Using a groundbreaking gene editing technique, University of California scientists have created a strain of mosquitoes capable of rapidly introducing malaria-blocking genes into a mosquito population through its progeny, ultimately eliminating the insects' ability to transmit the disease to humans.
This new model represents a notable advance in the effort to establish an antimalarial mosquito population, which with further development could help eradicate a disease that sickens millions worldwide each year.
To create this breed, researchers at the Irvine and San Diego campuses inserted a DNA element into the germ line of Anopheles stephensi mosquitoes that resulted in the gene preventing malaria transmission being passed on to an astonishing 99.5 percent of offspring. A. stephensi is a leading malaria vector in Asia.
The study underlines the growing utility of the Crispr method, a powerful gene editing tool that allows access to a cell's nucleus to snip DNA to either replace mutated genes or insert new ones. Results appear this week in the early online edition of Proceedings of the National Academy of Sciences.
"This opens up the real promise that this technique can be adapted for eliminating malaria," said Anthony James, Distinguished Professor of molecular biology & biochemistry and microbiology & molecular genetics at UCI.
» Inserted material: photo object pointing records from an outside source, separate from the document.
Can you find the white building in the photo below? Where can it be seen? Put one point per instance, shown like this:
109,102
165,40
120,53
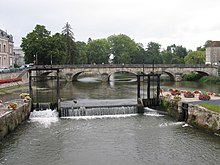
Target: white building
19,56
6,49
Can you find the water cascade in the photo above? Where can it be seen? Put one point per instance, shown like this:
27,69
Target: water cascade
98,110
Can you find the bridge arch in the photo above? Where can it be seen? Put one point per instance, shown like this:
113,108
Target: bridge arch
123,72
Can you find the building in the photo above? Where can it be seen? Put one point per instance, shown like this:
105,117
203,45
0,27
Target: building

For nearly 20 years, the James lab has focused on engineering anti-disease mosquitoes. His anti-dengue fever models have been tested in cage trials in Mexico, and in 2012, he helped show that antibodies that impair the parasite's biology adapted from the immune systems of mice can be introduced into mosquitoes. This trait, though, could only be inherited by about half of the progeny.
Earlier this year, UC San Diego biologists Ethan Bier and Valentino Gantz working with fruit flies announced the development of a new method for generating mutations in both copies of a gene. This mutagenic chain reaction involved using the Crispr-associated Cas9 nuclease enzyme and allowed for transmission of mutations through the germ line with an inheritance rate of 95 percent.
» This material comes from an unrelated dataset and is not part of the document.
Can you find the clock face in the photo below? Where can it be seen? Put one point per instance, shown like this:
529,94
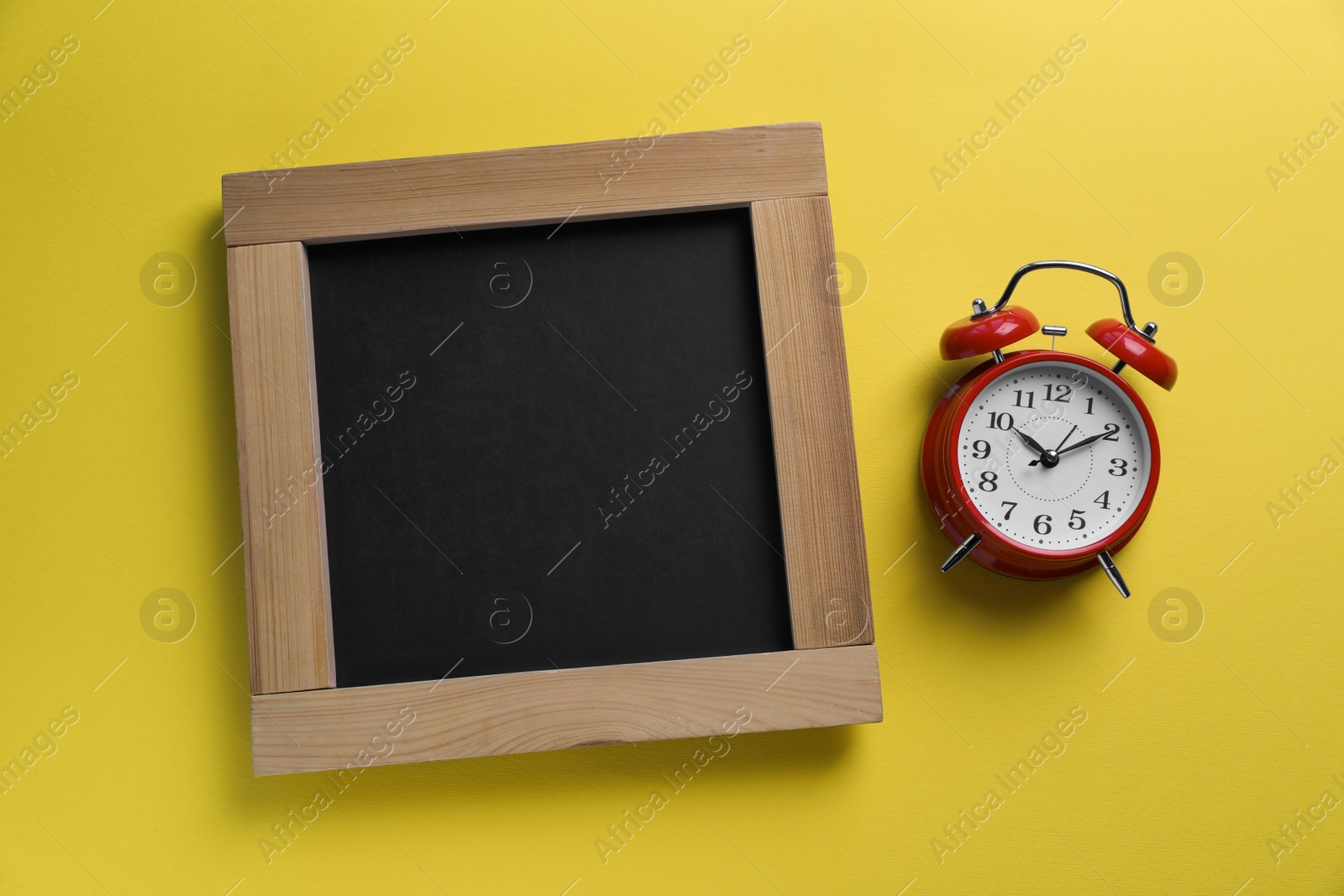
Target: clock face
1026,459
The two groups collaborated to fuse Bier and Gantz's method with James' mosquitoes. Gantz packaged antimalaria genes with a Cas9 enzyme (which can cut DNA) and a guide RNA to create a genetic "cassette" that, when injected into a mosquito embryo, targeted a highly specific spot on the germ line DNA to insert the antimalaria antibody genes.
To ensure that the element carrying the malaria-blocking antibodies had reached the desired DNA site, the researchers included in the cassette a protein that gave the progeny red fluorescence in the eyes. Almost 100 percent of offspring - 99.5 percent, to be exact - exhibited this trait, which James said is an amazing result for such a system that can change inheritable traits.
He added that further testing will be needed to confirm the efficacy of the antibodies and that this could eventually lead to field studies. "This is a significant first step," said James, a National Academy of Sciences member. "We know the gene works. The mosquitoes we created are not the final brand, but we know this technology allows us to efficiently create large populations."
Bier, a professor of biology at UC San Diego, also noted that "the ability of this system to carry large genetic payloads should have broad applications to the future use of related Crispr-based 'active genetic' systems."
Malaria is one of the world's leading health problems. More than 40 percent of the world's population live in areas where there is a risk of contracting the disease. According to the Centers for Disease Control & Prevention, 300 million to 500 million cases of malaria occur each year, and nearly 1 million people die of the disease annually - largely infants, young children and pregnant women, most of them in Africa.
Nijole Jasinskiene, Olga Tatarenkova, Aniko Fazekas and Vanessa Macias of UCI contributed to the study, which was supported by grants from the National Institutes of Health (AI070654, NS029870, AI29746 and AI116433) and the W.M. Keck Foundation and a gift from Drs. Sarah Sandell and Michael Marshall (to Bier).